Ex Parte Communications Must Be Included In Administrative Record

In CSC Sugar LLC. v. United States, Slip Op. 18-64, Court No. 17-00214 (June 1, 2018) & in CSC Sugar LLC. v. United States, Slip Op. 18-65, Court No. 17-00215 (June 1, 2018) the Court heard arguments over Commerce’s duty to disclose ex parte communications about suspension agreement renegotiation regarding sugar from Mexico subject to antidumping and countervailing duty investigations. Commerce had previously placed antidumping and countervailing duties on sugar from Mexico,  but had made suspension agreements in regards to the duties with the Mexican Government. In 2016, Commerce notified Mexico that it intended to withdraw from the agreements unless the terms were renegotiated. After the renegotiation process “Commerce invited interested parties to comment on the draft” suspension agreements. Id. at 5. However, plaintiff brought this case contending the administrative record was incomplete because the Financial Times had published an article reporting phone calls between U.S. representatives, Mexican representatives, sugar industry representatives that was never disclosed on the record.

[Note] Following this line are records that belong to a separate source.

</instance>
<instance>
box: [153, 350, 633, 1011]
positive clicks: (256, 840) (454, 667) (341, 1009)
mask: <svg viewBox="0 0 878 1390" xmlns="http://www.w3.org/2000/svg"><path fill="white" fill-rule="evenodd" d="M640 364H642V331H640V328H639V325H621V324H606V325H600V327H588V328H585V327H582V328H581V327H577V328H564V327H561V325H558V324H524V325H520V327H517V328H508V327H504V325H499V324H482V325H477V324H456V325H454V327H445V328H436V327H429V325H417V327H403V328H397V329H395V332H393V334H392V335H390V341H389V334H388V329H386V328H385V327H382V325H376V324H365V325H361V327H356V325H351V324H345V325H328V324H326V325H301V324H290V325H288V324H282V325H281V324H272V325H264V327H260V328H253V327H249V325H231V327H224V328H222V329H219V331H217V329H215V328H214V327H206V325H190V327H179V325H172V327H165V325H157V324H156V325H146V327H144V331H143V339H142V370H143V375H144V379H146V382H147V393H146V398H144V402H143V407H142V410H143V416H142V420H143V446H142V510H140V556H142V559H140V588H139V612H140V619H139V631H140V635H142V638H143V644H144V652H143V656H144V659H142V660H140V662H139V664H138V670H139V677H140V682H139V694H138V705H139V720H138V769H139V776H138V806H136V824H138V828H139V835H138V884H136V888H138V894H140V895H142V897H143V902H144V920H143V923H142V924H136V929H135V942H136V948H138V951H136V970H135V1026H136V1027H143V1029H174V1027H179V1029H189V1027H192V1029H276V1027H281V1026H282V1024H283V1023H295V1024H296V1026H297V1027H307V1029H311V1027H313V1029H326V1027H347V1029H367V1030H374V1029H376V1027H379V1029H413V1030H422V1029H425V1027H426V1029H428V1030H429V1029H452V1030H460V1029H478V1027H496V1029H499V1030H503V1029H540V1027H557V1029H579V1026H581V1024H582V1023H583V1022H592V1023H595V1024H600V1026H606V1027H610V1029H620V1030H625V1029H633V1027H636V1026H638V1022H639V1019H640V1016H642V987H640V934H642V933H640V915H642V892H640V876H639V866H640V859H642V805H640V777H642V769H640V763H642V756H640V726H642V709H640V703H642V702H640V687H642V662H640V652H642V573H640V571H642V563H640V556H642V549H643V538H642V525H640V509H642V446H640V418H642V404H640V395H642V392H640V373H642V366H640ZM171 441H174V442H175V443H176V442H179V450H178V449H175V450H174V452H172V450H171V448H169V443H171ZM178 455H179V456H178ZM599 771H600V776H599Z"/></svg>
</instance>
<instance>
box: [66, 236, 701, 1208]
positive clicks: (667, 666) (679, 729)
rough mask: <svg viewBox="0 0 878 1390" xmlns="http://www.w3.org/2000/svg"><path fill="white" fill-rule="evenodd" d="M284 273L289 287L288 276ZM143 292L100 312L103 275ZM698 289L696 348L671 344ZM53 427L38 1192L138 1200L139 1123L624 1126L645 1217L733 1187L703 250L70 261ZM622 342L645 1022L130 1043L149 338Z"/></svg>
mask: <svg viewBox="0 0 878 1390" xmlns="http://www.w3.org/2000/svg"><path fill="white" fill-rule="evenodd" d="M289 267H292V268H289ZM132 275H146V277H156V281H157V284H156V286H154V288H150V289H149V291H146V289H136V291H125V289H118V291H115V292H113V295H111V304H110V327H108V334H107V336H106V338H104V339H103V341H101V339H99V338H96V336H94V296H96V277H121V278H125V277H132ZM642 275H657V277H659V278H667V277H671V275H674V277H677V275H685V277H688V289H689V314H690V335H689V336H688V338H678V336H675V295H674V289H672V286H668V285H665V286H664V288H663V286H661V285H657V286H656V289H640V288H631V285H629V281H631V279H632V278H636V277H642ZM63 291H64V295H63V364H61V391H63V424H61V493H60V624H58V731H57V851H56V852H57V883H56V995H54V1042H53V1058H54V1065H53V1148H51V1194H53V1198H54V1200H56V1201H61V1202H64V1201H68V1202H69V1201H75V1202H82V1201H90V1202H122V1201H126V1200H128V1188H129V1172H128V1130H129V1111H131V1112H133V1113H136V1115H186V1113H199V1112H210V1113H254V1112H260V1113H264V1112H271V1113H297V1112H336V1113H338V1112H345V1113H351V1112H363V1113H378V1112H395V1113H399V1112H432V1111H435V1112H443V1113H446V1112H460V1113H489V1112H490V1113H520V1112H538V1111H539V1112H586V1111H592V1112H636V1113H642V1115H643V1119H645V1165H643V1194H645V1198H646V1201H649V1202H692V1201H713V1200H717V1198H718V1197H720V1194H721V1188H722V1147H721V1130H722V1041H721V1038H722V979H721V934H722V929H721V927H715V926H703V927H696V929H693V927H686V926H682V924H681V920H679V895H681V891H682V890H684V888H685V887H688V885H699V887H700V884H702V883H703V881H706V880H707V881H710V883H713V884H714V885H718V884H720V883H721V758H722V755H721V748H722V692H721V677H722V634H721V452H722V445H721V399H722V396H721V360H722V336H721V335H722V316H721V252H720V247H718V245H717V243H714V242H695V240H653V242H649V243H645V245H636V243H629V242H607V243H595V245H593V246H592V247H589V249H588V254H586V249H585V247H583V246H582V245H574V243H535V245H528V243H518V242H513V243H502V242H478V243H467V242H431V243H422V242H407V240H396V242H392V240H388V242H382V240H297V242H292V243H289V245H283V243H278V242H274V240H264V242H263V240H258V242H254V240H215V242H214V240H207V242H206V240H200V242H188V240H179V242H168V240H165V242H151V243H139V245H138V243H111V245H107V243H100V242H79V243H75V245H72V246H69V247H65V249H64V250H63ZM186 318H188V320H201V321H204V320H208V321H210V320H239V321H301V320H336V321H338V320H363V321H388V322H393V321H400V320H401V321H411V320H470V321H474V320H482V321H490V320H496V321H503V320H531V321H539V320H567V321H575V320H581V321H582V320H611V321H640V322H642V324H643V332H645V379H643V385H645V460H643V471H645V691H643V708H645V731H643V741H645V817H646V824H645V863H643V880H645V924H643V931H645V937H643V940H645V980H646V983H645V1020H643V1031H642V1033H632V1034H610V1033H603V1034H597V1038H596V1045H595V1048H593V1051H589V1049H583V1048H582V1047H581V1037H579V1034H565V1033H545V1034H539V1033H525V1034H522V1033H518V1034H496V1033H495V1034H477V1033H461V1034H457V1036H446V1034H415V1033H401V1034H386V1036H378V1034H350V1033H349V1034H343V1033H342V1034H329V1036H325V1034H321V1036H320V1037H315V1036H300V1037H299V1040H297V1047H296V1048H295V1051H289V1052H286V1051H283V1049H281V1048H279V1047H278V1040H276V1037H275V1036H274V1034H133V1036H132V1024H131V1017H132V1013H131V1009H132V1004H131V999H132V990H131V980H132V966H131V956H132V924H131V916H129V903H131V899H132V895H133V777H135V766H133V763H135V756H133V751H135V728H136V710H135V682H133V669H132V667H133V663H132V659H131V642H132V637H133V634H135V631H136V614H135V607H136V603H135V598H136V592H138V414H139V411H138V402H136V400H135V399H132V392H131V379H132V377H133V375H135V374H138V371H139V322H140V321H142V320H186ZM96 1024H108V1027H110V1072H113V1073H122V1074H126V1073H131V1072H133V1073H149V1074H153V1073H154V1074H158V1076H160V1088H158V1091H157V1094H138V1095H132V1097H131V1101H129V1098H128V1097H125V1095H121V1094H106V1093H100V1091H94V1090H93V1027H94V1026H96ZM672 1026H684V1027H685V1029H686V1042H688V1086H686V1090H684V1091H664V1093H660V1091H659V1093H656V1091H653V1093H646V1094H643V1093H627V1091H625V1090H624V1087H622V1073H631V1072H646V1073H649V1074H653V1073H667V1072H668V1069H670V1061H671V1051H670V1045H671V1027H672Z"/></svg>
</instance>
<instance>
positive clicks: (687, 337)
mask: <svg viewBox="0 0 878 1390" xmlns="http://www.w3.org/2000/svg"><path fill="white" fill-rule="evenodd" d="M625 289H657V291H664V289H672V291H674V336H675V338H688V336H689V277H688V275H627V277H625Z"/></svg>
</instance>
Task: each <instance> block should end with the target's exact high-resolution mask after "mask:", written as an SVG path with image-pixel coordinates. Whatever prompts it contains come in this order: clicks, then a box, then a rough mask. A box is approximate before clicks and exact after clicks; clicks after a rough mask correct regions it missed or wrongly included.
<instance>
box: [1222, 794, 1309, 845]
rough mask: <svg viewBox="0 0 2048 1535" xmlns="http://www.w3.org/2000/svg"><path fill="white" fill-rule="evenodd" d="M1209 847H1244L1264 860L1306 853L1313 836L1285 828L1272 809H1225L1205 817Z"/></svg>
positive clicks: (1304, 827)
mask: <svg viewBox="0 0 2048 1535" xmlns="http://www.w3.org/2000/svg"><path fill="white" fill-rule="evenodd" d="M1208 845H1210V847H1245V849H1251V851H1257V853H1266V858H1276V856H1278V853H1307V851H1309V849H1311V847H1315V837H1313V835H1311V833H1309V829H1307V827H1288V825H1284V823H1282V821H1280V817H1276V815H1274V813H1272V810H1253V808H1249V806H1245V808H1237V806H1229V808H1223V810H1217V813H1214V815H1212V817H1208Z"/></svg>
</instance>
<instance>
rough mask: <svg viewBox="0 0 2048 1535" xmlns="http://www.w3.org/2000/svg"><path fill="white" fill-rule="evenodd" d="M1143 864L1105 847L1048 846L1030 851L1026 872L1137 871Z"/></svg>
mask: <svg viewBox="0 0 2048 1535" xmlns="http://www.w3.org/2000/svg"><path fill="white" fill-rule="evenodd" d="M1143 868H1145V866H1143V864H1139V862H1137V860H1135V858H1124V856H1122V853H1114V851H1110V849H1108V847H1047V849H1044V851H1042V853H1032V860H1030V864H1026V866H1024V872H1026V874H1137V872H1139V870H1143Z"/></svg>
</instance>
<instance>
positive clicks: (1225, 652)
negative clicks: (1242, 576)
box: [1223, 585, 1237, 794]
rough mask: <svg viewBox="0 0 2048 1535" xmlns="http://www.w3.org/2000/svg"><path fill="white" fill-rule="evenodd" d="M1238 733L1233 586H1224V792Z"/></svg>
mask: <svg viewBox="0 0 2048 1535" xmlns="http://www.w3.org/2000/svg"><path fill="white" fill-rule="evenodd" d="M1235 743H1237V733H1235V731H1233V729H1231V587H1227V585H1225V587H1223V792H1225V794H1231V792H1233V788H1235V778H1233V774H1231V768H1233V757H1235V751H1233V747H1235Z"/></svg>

The issue in this case was whether Commerce was required to disclose the phone conversations between various U.S., Mexican, and industry representatives on the administrative record. 19 U.S.C. § 1516 required the government to disclose “a copy of all information presented to or obtained by the Secretary… including all government memoranda … and the record of ex parte meetings.” Id. at 10. 19 U.S.C. § 1677 required the memorialization of ex parte meetings. The government argued that it was not required to disclose the contents of the meetings because the content was exempt because they were confidential. In analyzing this argument the Court used the Chevron test.  The Court considered the language of the applicable statutes to determine if the language in the statute was ambiguous, if the language was ambiguous the Court would then consider if the government’s interpretation of the language was reasonable. In interpreting the applicable statute, the Court said there were no limitations on the “requirement that the record include all information presented to or obtained by Commerce in the course of the proceeding.” Id. at 11. The Court granted plaintiffs motion to complete the record by requiring the government to disclose these ex parte communications. However, the Court did not grant plaintiff’s request for the government to disclose ex parte communications from after Commerce’s final determinations were published because they were not subject to disclosure on the record.